Monday, Apr. 19, 1937

Binder

Pulled from their shelves in steel-lined vaults, 150 manuscript treasures of the semi-public Pierpont Morgan Library in Manhattan went on view last week. Books displayed ranged from Caxton's History of Troy, first book printed in the English language, to J. P. Morgan's privately printed prayer book. The exhibition was not to honor the books themselves, but the slender blonde woman who had rebound all of them with her own hands: Marguerite Duprez Lahey.

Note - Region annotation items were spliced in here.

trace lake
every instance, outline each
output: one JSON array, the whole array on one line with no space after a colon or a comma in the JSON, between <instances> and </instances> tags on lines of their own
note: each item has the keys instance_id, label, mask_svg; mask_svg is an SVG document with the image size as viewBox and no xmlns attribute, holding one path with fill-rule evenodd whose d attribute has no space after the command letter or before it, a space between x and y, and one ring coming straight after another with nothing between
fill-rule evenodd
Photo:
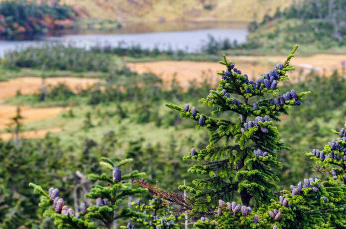
<instances>
[{"instance_id":1,"label":"lake","mask_svg":"<svg viewBox=\"0 0 346 229\"><path fill-rule=\"evenodd\" d=\"M0 56L2 57L8 51L47 42L61 42L86 49L96 45L117 46L121 42L123 47L140 45L142 48L149 49L157 47L161 50L171 49L173 51L198 52L208 40L209 34L218 40L228 39L231 42L235 40L239 44L246 41L247 31L244 28L203 29L127 34L67 34L42 37L39 40L0 41Z\"/></svg>"}]
</instances>

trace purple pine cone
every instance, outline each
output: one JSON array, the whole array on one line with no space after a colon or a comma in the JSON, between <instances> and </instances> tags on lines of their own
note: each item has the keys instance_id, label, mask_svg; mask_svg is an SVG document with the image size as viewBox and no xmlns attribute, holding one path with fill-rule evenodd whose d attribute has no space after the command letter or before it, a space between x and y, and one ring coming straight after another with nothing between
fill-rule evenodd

Bookbinder Lahey, a good friend of Morgan Librarian Belle da Costa Greene, did her first work for the elder Morgan in 1911. Employing no assistants, she works seven hours a day at her task, scrapes her own skins, sews pages, pastes, mounts, presses, tools and letters all the bindings. For decoration she uses the purest gold leaf, occasionally platinum. For leather she prefers Cape Levant from the backs of goats that have run wild on the Cape of Good Hope for seven years. A surprise among the priceless rarities in Miss Lahey's exhibition was the original typescript of Calvin Coolidge's autobiography, presented free and unsolicited to Mr. Morgan a few months before the author died. For this Miss Lahey found suitable a binding of baby blue French Morocco, decorated with a border of small c's in pure gold, and embossed dots.